I’d been looking forward to this concert for three months, and now it was going to be ruined.
The last time I saw the Indigo Girls was in Nashville, five or six years ago, so this was not only a long-overdue opportunity to see one of my favorite groups but also the first time to hear their music with an orchestra. I was thrilled as I walked into the Kimmel Center, thrilled as I sat in my excellent first-row balcony seat, thrilled as they played the first song.
Then they arrived—a giggling, whispering bunch of basics with blinged-out clutch purses, lipgloss-rimmed plastic glasses filled with Mike’s Hard Lemonade, pink-and-white nails and too much mascara and self-conscious scarves. Despite their entire ethos of “Girls Nite Out! WOOOOOO!!”, I hoped they would settle in and listen after the initial kerfluffle of getting seated. No such luck. They proceeded to continue giggling and continue whispering and continue annoying me, because this wasn’t some outside festival show, it was a real concert with seats and ushers and several tubas and SHUT THE HELL UP.
And then I realized this concert was a microcosm of my life.
Just hours earlier I had been talking (complaining) to Matt about a few difficult people who are complicating my life and “making my thinking crowded,” to steal an IG lyric, and how I pay too much attention to it. Sometimes I focus on those situations, stewing or worrying or raging, instead of appreciating the many more situations that are positive or life-giving or rewarding. Just hours earlier I had told Matt I needed to make more of an effort to shift my focus. And yet there I sat, with two of my favorite musicians and the entire Philly youth orchestra in front of me performing some of my favorite songs, and all I could listen to were the blondes behind me.
So as the Girls launched into The Wood Song, I thought, enough.
In front of you is something transcendent and behind you is something trifling, and you get to decide which one to pay attention to. This is a life of beauty and blessings and it is also a life absolutely teeming with people you want to poke in the forehead. Both are always going to be true.

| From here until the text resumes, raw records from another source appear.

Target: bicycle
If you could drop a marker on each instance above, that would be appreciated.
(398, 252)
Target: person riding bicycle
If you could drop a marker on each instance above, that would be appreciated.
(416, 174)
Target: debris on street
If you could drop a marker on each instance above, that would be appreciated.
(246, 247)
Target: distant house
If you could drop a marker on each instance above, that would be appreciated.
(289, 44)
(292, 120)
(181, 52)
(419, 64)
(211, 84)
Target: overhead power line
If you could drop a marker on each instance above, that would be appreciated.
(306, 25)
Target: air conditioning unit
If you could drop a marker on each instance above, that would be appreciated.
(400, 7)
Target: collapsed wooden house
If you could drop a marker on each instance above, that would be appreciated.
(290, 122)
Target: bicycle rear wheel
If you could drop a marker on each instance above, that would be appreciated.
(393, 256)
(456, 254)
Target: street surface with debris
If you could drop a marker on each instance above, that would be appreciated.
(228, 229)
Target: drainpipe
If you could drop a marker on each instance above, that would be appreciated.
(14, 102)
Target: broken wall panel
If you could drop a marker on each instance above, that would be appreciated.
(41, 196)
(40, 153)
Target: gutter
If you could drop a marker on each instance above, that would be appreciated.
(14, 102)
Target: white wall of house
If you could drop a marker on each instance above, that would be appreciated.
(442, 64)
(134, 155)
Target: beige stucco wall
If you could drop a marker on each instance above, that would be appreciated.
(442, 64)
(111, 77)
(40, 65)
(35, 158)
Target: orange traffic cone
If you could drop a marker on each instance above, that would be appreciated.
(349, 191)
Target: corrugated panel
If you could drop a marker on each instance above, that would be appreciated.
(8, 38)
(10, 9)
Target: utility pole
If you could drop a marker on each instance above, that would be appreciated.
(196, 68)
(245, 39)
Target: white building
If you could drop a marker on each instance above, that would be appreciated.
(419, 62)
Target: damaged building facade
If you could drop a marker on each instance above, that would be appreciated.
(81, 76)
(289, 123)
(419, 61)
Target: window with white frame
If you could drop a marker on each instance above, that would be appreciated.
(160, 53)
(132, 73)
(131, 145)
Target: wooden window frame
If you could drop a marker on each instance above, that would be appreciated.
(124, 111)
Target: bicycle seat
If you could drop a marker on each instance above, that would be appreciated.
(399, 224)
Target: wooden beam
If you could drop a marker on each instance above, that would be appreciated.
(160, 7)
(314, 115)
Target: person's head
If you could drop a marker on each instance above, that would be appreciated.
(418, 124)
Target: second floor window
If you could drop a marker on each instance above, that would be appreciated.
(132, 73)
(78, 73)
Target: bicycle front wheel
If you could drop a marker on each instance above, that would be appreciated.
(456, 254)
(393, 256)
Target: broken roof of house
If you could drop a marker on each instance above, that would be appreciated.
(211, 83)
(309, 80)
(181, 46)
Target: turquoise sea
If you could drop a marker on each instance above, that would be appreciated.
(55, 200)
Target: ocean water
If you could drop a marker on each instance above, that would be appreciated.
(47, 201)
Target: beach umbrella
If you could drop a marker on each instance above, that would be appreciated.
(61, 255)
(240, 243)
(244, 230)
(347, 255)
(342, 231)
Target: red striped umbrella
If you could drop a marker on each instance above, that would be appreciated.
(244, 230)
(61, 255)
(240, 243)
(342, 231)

To paraphrase Jesus, the stupid you will always have with you. The crime is if you let the banal trump the beautiful.
Yesterday was my 39th birthday. It included a flooded basement with standing water and ruined books, a missed train, lunch out of a vending machine and also the turning 39, which let’s just say isn’t as fun as turning 29.
But it also included a relaxed morning with Matt and strong coffee, a few cards and gifts, a chance to sell an old URL for ten times what I paid for it, a productive phone conference with leaders I respect and care about, a board meeting and dinner with another great team. It was a mixture of the wonderful and the wouldn’t-mind-missing. Today will be, too. So will all of next week, and this summer, and beyond.
Before, when I was still young, the unconscious question would have been how I could fix or avoid more of the bad stuff. Now that I’m older, the intentional question needs to be how to focus on the good. If I can learn this by the time I turn 40, it will be a year well spent.